Industrial Edge Pattern

Use Case: Boosting manufacturing efficiency and product quality with artificial intelligence/machine learning (AI/ML) out to the edge of the network.

Validation status Based on Links

Maintained

Red Hat Validated Patterns

GitHub · Docs

Background

Microcontrollers and other simple computers have long been used in factories and processing plants to monitor and control machinery in modern manufacturing. The industry has consistently leveraged technology to drive innovation, optimize production, and improve operations.

Supervisory Control and Data Acquisition (SCADA) systems have historically functioned independently of a company’s IT infrastructure. However, businesses increasingly recognize the value of integrating operational technology (OT) with IT. This integration enhances factory system flexibility and enables the adoption of advanced technologies such as AI and machine learning. As a result, tasks like maintenance can be scheduled based on real-time data rather than rigid schedules, while computing power is brought closer to the source of data generation.

Solution Overview

Industrial Edge solution overview

Figure 1. Industrial edge solution overview. It is applicable across a number of verticals including manufacturing.

This solution:

  • Provides real-time insights from the edge to the core datacenter

  • Secures GitOps and DevOps management across core and factory sites

  • Provides AI/ML tools that can reduce maintenance costs

  • Enables Change Data Capture (CDC) for real-time data synchronization

  • Offers Mirror/Replicas for external queries without impacting production

Different roles within an organization have different concerns and areas of focus when working with this distributed AI/ML architecture across two logical types of sites:

  • The core datacenter. This is where data scientists, developers, and operations personnel apply the changes to their models, application code, and configurations.

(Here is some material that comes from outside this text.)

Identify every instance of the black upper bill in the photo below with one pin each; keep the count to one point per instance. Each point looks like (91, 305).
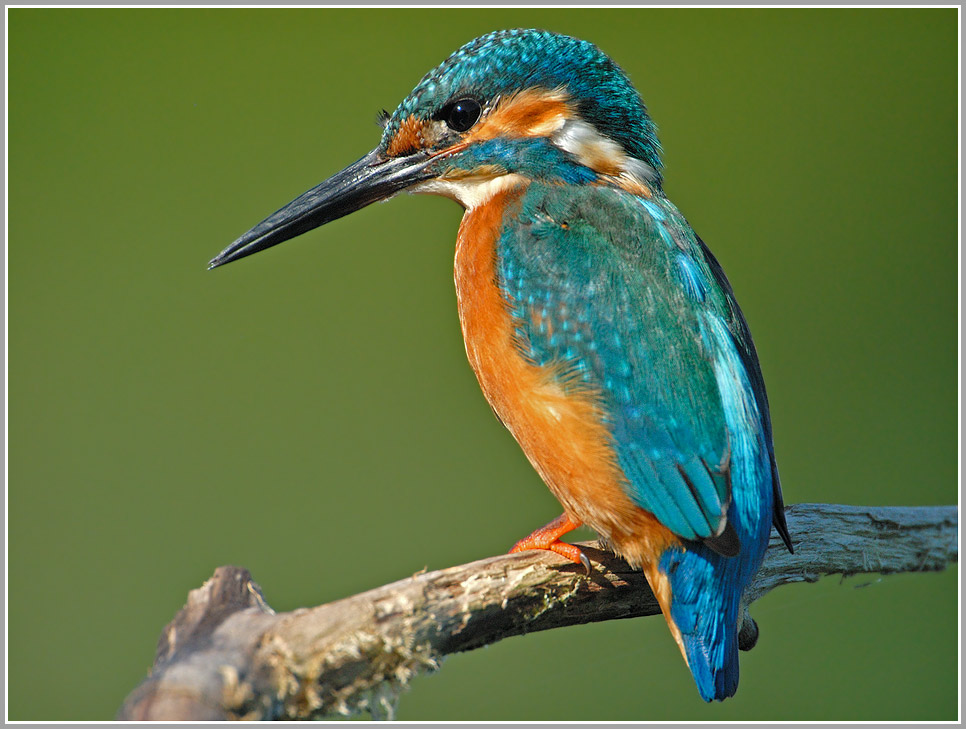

  • The factories. This is where new applications, updates and operational changes are deployed to improve quality and efficiency in the factory.

Logical Diagrams

Industrial Edge logical architecture

Figure 2. Industrial Edge solution as logically and physically distributed across multiple sites.

Overall Data Flows

Overall data flows

Figure 3. Overall data flows of the solution.

Two major data flow streams:

  1. Northbound (edge → core): Sensor data and events flow from the operational edge to the core for centralized processing. High volumes (tens of thousands of events per second) may make cloud transfer impractical.

  2. Southbound (core → edge): Code, configurations, master data, and ML models are pushed from the core to the edge. With potentially hundreds of plants and thousands of production lines, automation and consistency are essential.

The Technology

Technology Description

Red Hat OpenShift

Enterprise-ready Kubernetes container platform built for an open hybrid cloud strategy. Provides a consistent application platform to manage hybrid cloud, public cloud, and edge deployments.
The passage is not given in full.